Its fourth annual Digital Manufacturing Global Expert study claims that while 92% of the respondents from firms around the world felt that their company was at the forefront of digitization or on a par with their rivals, many of these firms are still in “pilot purgatory”: a situation in which they have significant digitization activity underway, but are yet to see meaningful financial or operational benefits. There has been progress in China and India, it says, but regression in Japan.
McKinsey’s subsequent report, titled ‘Digital manufacturing – escaping pilot purgatory’, adds that “most manufacturers are struggling to take the digital-manufacturing successes they have experienced in limited pilots to a scale that would bring the full benefit of the technology.”
The report notes important activity in three key areas: connectivity, for information flow such as the application of AR in operating procedures and digital performance management; intelligence, applying advanced data analytics and AI to generate insights, such as in predictive maintenance and quality management; and flexible automation, using new robotic techniques and products such as autonomous guided vehicles and assembly ‘cobots’.
Getting out of purgatory
It goes on to identify six ‘success factors’ to achieve at-scale impact of digitization in the realms of process, infrastructure, and organization.

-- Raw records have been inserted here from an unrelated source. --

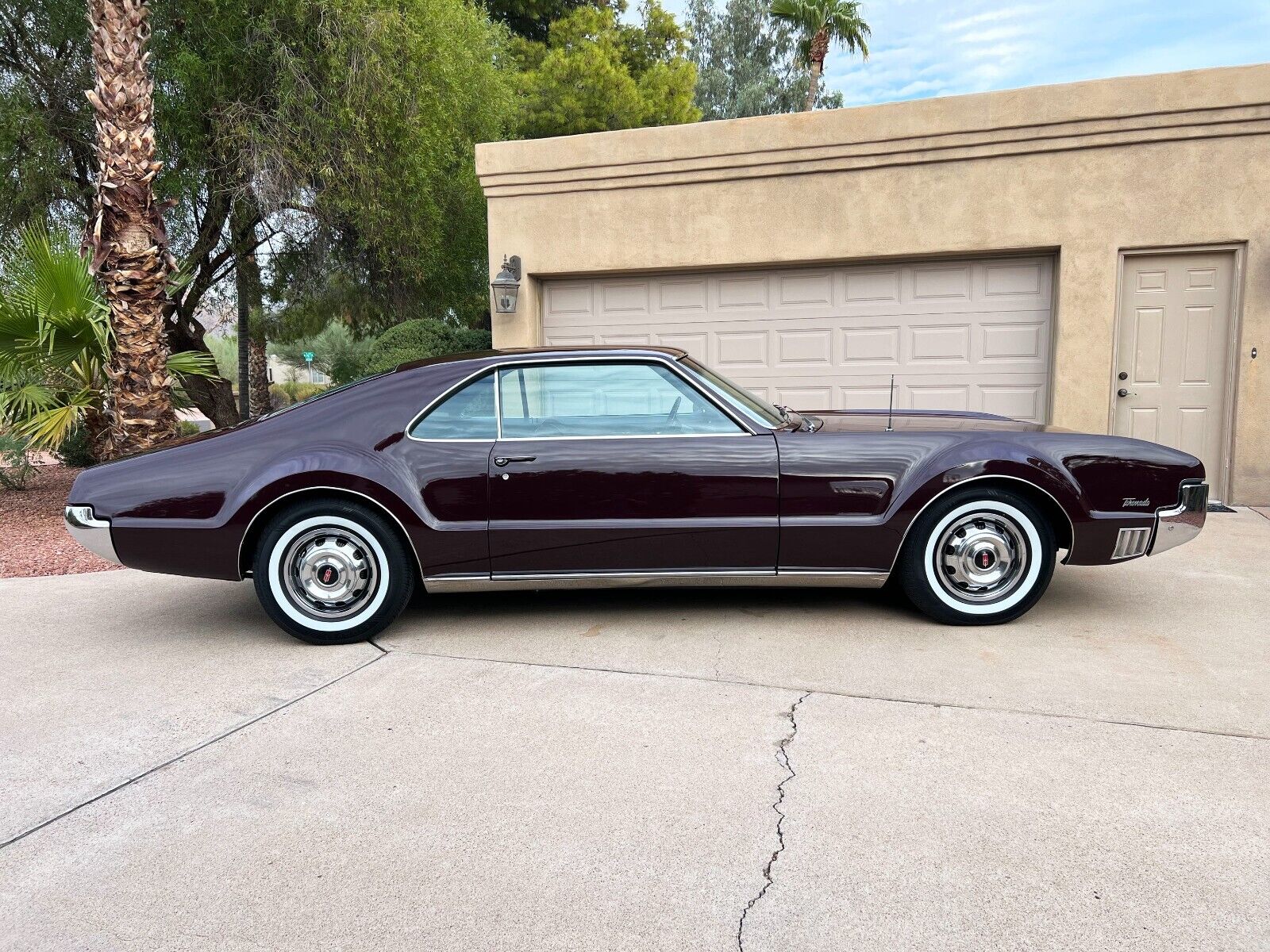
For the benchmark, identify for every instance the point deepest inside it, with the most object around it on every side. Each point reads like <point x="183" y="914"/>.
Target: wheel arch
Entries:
<point x="258" y="522"/>
<point x="1041" y="498"/>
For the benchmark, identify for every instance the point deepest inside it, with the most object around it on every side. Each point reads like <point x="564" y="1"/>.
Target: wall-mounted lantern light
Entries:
<point x="507" y="285"/>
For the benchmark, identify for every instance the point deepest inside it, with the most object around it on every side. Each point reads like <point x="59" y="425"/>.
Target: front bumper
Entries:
<point x="1183" y="522"/>
<point x="90" y="532"/>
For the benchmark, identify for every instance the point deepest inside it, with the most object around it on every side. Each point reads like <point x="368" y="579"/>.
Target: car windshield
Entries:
<point x="740" y="397"/>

For process, these are to approach an opportunity from the point of view of value, rather than ‘technology forward’; and to establish a clear vision of how digitization will create competitive advantage, with a phased road map and business case.
For infrastructure, companies need to form an early view of a scalable target technology stack that supports the road map; and then build and lead a focused ecosystem of partners to manage its build. Finally, on an organizational level, the transformation must be driven top-down and the implementation coordinated widely, not treated as an isolated IT project; and firms must build the necessary skills and culture to sustain it.
The report concludes that: “A holistic approach to digital manufacturing — one that considers the fundamentals of the organization and the business as much as it focuses on the technology-related factors — can help manufacturers get over the hurdles that stand between pilot success and company-wide rollout.”